Global Warming's Shaky Foundation

Editorial
Copyright 1999 Investor's Business Daily
March 3, 1999


Unfavorable news about global warming just keeps raining down on the Clinton administration. No one from Vice President Al Gore's team pushing the issue will let on that they might be all wet. So we will.

Last month, the National Research Council released a report raising questions about the accuracy of data supporting global warming claims. The prestigious scientific body didn't put it in those words, to be sure, but that was the upshot of the study's main finding.

NRC noted the federal government's lack of progress ''toward developing and maintaining a credible integrated climate observing system, consequently limiting the ability to document adequately climate change.''

Didn't the U.S. sign on to a treaty based on sound science? Well, that subject now may be open to debate. And the report, titled ''Adequacy of Climate Observing Systems,'' hardly disposes of the problem.

Among the tools employed, the report says that scientists have relied on ''low-tech, human-intensive observing methods'' as an explanation for trends marked to date.
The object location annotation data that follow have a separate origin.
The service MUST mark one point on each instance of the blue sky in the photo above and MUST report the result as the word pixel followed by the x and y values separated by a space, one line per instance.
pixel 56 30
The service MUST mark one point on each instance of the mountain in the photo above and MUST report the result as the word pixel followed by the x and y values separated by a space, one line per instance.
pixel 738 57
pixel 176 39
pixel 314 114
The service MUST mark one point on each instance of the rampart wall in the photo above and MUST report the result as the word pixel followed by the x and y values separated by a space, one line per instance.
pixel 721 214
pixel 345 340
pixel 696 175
But in addressing such methods elsewhere, the report noted, ''Deficiencies in the accuracy, quality and continuity of the records, however, still place serious limitations on the confidence that can be placed in the research results.''

One table, in fact, shows that the ''application of nine of the 10 principles of climate monitoring needs improvement.''

Maybe no one was supposed to notice. But the news got picked up in this paper and others. For some time now, this page has pointed to troubling inconsistencies and suspect data plaguing climate change science.
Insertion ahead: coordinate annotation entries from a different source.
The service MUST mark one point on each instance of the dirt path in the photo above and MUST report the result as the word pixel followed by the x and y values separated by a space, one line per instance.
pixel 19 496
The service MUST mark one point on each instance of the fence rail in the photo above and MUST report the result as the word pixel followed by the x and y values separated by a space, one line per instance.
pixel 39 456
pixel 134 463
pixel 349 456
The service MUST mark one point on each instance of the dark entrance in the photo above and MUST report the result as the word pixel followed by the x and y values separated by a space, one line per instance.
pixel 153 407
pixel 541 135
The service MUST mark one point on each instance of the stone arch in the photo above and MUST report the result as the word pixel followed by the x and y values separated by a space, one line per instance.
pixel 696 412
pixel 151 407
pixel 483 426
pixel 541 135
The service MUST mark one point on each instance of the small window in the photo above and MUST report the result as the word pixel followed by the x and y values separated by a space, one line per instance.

But the administration is bent on meeting the Kyoto Protocol's tough air pollution standards, no matter the cost. And costly it will be.
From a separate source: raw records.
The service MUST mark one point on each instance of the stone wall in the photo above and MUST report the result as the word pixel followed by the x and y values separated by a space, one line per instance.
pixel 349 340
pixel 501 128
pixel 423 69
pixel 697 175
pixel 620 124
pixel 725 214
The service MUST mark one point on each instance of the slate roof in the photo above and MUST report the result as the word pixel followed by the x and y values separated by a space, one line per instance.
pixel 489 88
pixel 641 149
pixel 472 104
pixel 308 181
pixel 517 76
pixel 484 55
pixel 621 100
A study from the American Farm Bureau Federation projected that ranchers' and farmers' incomes would get cut as much as 50% if the global warming deal the Clinton administration caved in to in December 1997 goes into effect. The study also showed that agriculture production costs will rise nearly 9%.

The administration, though, hasn't been too interested in discussing, much less disclosing, competing analyses. The Farm Bureau said the industry has published three studies on the treaty's effect while the Clinton folks have yet to release their own.

We know why.

Even before Gore gave away the store in Kyoto, the treaty was a dead letter in the Senate. Now the administration is quietly trying to achieve treaty goals through the regulatory process.

A renewed emphasis on improving climate science would be a better path to take. The administration also might consider withdrawing altogether from the climate change convention inked in Rio de Janeiro in 1992 and then ratified by the Senate in 1994 - at least until there is better information. Article 26 of that accord allows countries to withdraw, provided they give a one-year notice.

Now just might be the time to return a measure of sanity, and yes, real science.